Nº 634, de 2 de dezembro de 2019. Proposta ao Senado Federal para que seja autorizada a contratação de operação de crédito externo, com garantia da República Federativa do Brasil, entre o Governo do Estado do Ceará e o Banco Internacional para Reconstrução e Desenvolvimento - BIRD, cujos recursos se destinam ao financiamento parcial do "Projeto de Desenvolvimento Rural Sustentável - Projeto São José III - 2ª Fase".

Nº 635, de 2 de dezembro de 2019.Encaminhamento ao Congresso Nacional do texto do Acordo de Cooperação no Âmbito da Defesa entre a República Federativa do Brasil e a República Argelina Democrática e Popular, assinado em Brasília/Argel, em 12 de dezembro de 2018.

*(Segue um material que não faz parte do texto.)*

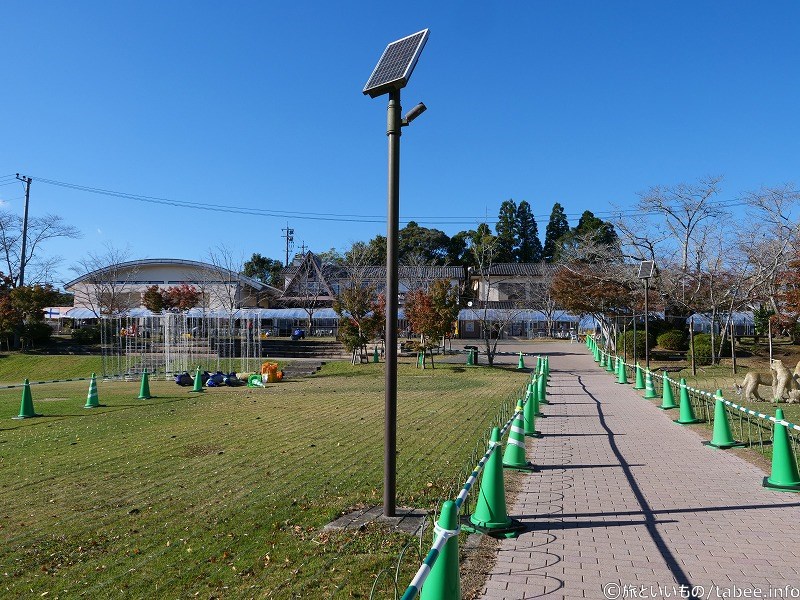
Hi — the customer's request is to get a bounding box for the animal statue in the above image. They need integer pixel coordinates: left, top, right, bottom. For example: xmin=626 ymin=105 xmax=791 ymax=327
xmin=769 ymin=358 xmax=800 ymax=404
xmin=733 ymin=371 xmax=775 ymax=402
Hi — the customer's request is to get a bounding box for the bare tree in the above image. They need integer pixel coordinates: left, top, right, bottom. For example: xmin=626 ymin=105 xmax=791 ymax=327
xmin=530 ymin=264 xmax=566 ymax=337
xmin=462 ymin=233 xmax=522 ymax=366
xmin=202 ymin=245 xmax=244 ymax=313
xmin=0 ymin=211 xmax=81 ymax=287
xmin=70 ymin=244 xmax=141 ymax=317
xmin=736 ymin=184 xmax=800 ymax=313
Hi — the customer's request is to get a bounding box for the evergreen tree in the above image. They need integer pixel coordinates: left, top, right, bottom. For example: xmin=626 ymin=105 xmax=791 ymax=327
xmin=559 ymin=210 xmax=619 ymax=260
xmin=542 ymin=202 xmax=569 ymax=262
xmin=575 ymin=210 xmax=619 ymax=246
xmin=514 ymin=200 xmax=542 ymax=262
xmin=494 ymin=200 xmax=517 ymax=263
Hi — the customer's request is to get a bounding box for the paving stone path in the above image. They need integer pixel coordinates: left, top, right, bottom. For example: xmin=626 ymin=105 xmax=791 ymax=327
xmin=482 ymin=343 xmax=800 ymax=600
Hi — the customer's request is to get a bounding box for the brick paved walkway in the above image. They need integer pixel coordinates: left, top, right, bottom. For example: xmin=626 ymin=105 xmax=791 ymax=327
xmin=483 ymin=344 xmax=800 ymax=600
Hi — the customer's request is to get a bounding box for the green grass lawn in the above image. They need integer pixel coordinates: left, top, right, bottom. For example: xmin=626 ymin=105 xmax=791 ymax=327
xmin=0 ymin=352 xmax=103 ymax=384
xmin=640 ymin=357 xmax=800 ymax=423
xmin=0 ymin=356 xmax=528 ymax=598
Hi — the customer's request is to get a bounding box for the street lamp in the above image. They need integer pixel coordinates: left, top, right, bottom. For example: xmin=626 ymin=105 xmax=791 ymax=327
xmin=639 ymin=260 xmax=656 ymax=370
xmin=363 ymin=29 xmax=428 ymax=517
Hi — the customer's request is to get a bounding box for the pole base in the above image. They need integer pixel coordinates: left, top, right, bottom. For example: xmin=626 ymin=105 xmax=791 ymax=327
xmin=460 ymin=515 xmax=527 ymax=539
xmin=762 ymin=477 xmax=800 ymax=492
xmin=503 ymin=461 xmax=539 ymax=473
xmin=703 ymin=441 xmax=747 ymax=450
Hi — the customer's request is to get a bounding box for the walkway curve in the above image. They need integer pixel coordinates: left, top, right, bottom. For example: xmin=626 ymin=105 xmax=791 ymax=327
xmin=482 ymin=343 xmax=800 ymax=600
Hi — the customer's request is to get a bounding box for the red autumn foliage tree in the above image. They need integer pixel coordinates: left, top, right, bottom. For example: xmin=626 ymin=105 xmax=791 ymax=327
xmin=403 ymin=280 xmax=458 ymax=368
xmin=142 ymin=283 xmax=200 ymax=313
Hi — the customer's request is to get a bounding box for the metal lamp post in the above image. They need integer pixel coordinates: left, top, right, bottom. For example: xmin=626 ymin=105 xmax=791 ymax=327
xmin=639 ymin=260 xmax=656 ymax=370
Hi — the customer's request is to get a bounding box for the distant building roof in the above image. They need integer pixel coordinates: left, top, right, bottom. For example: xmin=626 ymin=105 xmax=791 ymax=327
xmin=489 ymin=262 xmax=555 ymax=277
xmin=281 ymin=265 xmax=464 ymax=279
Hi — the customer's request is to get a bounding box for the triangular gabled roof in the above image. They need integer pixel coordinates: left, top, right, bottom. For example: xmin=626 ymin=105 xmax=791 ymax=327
xmin=281 ymin=250 xmax=335 ymax=299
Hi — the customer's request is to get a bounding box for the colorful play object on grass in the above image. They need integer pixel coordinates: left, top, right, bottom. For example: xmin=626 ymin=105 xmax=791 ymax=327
xmin=261 ymin=361 xmax=283 ymax=383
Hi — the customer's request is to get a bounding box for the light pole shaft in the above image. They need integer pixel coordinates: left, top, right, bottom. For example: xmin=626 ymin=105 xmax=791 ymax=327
xmin=383 ymin=90 xmax=401 ymax=517
xmin=644 ymin=278 xmax=650 ymax=369
xmin=17 ymin=175 xmax=33 ymax=287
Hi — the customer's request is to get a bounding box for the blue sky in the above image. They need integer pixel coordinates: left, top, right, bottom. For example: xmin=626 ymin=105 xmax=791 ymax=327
xmin=0 ymin=1 xmax=800 ymax=283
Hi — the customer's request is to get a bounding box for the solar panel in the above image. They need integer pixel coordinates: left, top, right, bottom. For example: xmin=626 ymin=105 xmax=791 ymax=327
xmin=364 ymin=29 xmax=428 ymax=98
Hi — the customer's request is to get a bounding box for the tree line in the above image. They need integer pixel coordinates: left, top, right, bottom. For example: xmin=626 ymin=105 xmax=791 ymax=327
xmin=242 ymin=200 xmax=617 ymax=287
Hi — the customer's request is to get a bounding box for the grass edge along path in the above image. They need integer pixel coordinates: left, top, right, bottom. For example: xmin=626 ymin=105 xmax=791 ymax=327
xmin=0 ymin=363 xmax=527 ymax=598
xmin=600 ymin=350 xmax=800 ymax=461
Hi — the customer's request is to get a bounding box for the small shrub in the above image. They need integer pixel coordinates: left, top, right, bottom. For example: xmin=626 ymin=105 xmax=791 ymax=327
xmin=694 ymin=333 xmax=731 ymax=365
xmin=617 ymin=331 xmax=655 ymax=358
xmin=656 ymin=329 xmax=689 ymax=350
xmin=22 ymin=321 xmax=53 ymax=346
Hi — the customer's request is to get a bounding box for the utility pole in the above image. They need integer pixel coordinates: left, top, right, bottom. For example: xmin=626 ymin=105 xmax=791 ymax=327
xmin=17 ymin=173 xmax=33 ymax=287
xmin=281 ymin=223 xmax=294 ymax=267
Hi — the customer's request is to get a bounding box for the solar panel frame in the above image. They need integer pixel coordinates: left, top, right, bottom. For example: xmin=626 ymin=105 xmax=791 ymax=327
xmin=363 ymin=29 xmax=428 ymax=98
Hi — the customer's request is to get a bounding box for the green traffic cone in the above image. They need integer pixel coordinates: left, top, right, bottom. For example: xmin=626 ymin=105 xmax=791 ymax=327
xmin=83 ymin=373 xmax=100 ymax=408
xmin=503 ymin=404 xmax=536 ymax=471
xmin=536 ymin=375 xmax=550 ymax=404
xmin=12 ymin=379 xmax=42 ymax=419
xmin=466 ymin=427 xmax=525 ymax=540
xmin=139 ymin=368 xmax=152 ymax=400
xmin=633 ymin=363 xmax=644 ymax=390
xmin=419 ymin=500 xmax=461 ymax=600
xmin=522 ymin=394 xmax=542 ymax=437
xmin=644 ymin=369 xmax=658 ymax=400
xmin=764 ymin=408 xmax=800 ymax=492
xmin=247 ymin=373 xmax=264 ymax=387
xmin=658 ymin=371 xmax=678 ymax=410
xmin=528 ymin=381 xmax=542 ymax=417
xmin=191 ymin=367 xmax=203 ymax=392
xmin=674 ymin=377 xmax=702 ymax=425
xmin=617 ymin=360 xmax=628 ymax=384
xmin=703 ymin=390 xmax=747 ymax=450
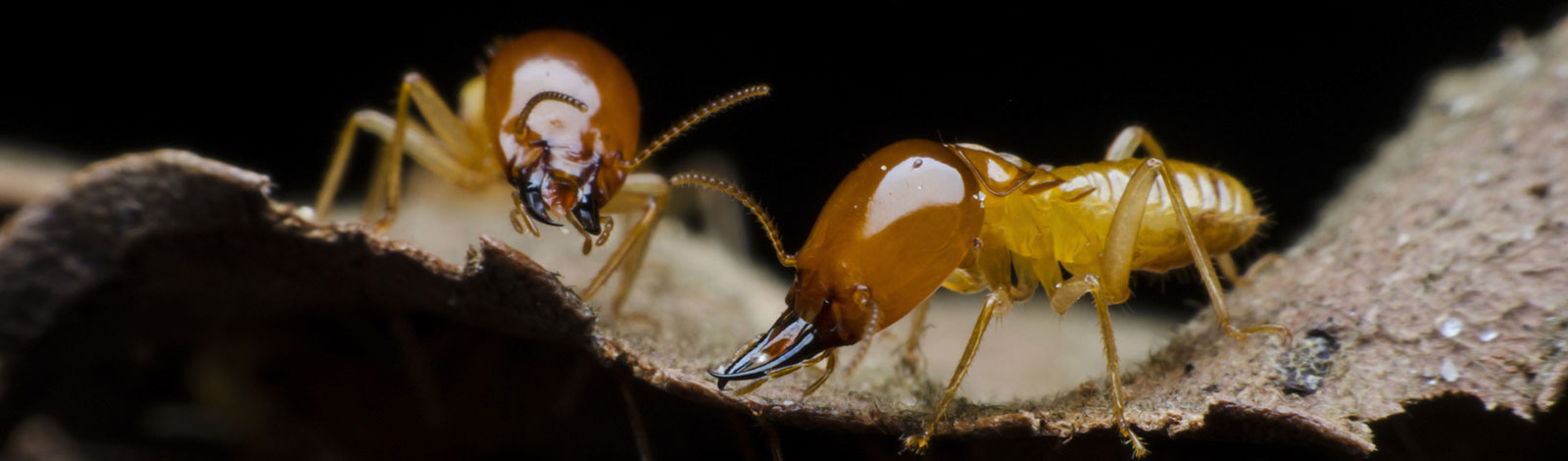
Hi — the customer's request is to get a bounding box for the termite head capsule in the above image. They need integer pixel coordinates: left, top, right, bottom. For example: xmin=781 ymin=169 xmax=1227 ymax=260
xmin=484 ymin=31 xmax=641 ymax=235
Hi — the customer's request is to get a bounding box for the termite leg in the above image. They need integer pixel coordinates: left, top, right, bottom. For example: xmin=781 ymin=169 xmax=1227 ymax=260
xmin=316 ymin=73 xmax=494 ymax=228
xmin=844 ymin=290 xmax=881 ymax=378
xmin=1213 ymin=252 xmax=1252 ymax=287
xmin=1105 ymin=126 xmax=1165 ymax=160
xmin=899 ymin=299 xmax=931 ymax=377
xmin=582 ymin=173 xmax=669 ymax=315
xmin=1105 ymin=126 xmax=1291 ymax=342
xmin=1051 ymin=159 xmax=1179 ymax=458
xmin=904 ymin=291 xmax=1013 ymax=453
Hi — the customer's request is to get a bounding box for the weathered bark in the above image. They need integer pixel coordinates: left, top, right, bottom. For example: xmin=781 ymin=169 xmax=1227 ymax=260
xmin=0 ymin=20 xmax=1568 ymax=455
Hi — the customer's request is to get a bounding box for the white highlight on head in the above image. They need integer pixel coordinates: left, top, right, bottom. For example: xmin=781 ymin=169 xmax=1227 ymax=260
xmin=860 ymin=157 xmax=964 ymax=238
xmin=499 ymin=58 xmax=601 ymax=163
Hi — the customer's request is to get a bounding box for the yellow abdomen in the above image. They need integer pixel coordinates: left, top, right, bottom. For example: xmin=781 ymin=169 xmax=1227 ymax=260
xmin=986 ymin=158 xmax=1265 ymax=273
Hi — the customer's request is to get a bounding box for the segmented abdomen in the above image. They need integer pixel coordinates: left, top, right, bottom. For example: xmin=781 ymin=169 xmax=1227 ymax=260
xmin=1033 ymin=158 xmax=1264 ymax=272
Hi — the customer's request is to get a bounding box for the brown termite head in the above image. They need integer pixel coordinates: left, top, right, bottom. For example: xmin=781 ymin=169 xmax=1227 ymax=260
xmin=484 ymin=29 xmax=641 ymax=235
xmin=711 ymin=139 xmax=983 ymax=387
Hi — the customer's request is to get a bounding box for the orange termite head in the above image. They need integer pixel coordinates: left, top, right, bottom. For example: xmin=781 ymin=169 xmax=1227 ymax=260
xmin=711 ymin=139 xmax=983 ymax=387
xmin=484 ymin=29 xmax=641 ymax=235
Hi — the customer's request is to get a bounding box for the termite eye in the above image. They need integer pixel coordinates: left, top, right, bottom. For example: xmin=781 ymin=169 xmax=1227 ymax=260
xmin=572 ymin=199 xmax=599 ymax=235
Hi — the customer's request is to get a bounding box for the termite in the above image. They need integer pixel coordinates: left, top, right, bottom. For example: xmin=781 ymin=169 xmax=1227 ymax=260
xmin=316 ymin=29 xmax=770 ymax=314
xmin=671 ymin=127 xmax=1289 ymax=456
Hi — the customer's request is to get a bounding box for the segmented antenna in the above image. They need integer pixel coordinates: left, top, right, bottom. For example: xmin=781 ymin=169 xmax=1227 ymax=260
xmin=625 ymin=84 xmax=773 ymax=168
xmin=669 ymin=173 xmax=795 ymax=267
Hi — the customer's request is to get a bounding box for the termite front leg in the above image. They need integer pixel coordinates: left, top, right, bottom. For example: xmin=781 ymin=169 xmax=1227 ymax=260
xmin=1105 ymin=126 xmax=1165 ymax=160
xmin=316 ymin=74 xmax=494 ymax=228
xmin=582 ymin=173 xmax=669 ymax=315
xmin=899 ymin=298 xmax=931 ymax=377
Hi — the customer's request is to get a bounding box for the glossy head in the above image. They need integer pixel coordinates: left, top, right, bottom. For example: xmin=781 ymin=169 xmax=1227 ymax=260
xmin=713 ymin=139 xmax=983 ymax=380
xmin=484 ymin=29 xmax=641 ymax=235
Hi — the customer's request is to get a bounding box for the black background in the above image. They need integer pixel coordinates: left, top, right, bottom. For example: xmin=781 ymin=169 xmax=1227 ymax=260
xmin=0 ymin=2 xmax=1562 ymax=289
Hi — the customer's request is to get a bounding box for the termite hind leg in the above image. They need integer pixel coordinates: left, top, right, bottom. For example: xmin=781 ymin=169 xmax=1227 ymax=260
xmin=1153 ymin=160 xmax=1291 ymax=342
xmin=904 ymin=291 xmax=1011 ymax=453
xmin=582 ymin=174 xmax=669 ymax=322
xmin=1105 ymin=126 xmax=1165 ymax=160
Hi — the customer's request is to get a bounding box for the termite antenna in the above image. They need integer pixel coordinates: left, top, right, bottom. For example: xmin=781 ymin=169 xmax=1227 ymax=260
xmin=512 ymin=91 xmax=588 ymax=134
xmin=669 ymin=173 xmax=795 ymax=267
xmin=625 ymin=84 xmax=773 ymax=168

Nº 636, de 2 de dezembro de 2019. Encaminhamento ao Congresso Nacional do texto do Acordo-Quadro sobre o Estabelecimento da Aliança Solar Internacional (ASI), assinado em Nova Delhi, República da Índia, em 15 de novembro de 2016, ao tempo que, solicita a retirada de tramitação da Mensagem nº 94, de 23 de fevereiro de 2018, que também trata dessa matéria.

Nº 637, de 2 de dezembro de 2019. Encaminhamento ao Congresso Nacional do texto do Acordo de Cooperação Técnica entre o Governo da República Federativa do Brasil e o Governo da República da Armênia, assinado em Brasília, em 12 de agosto de 2016.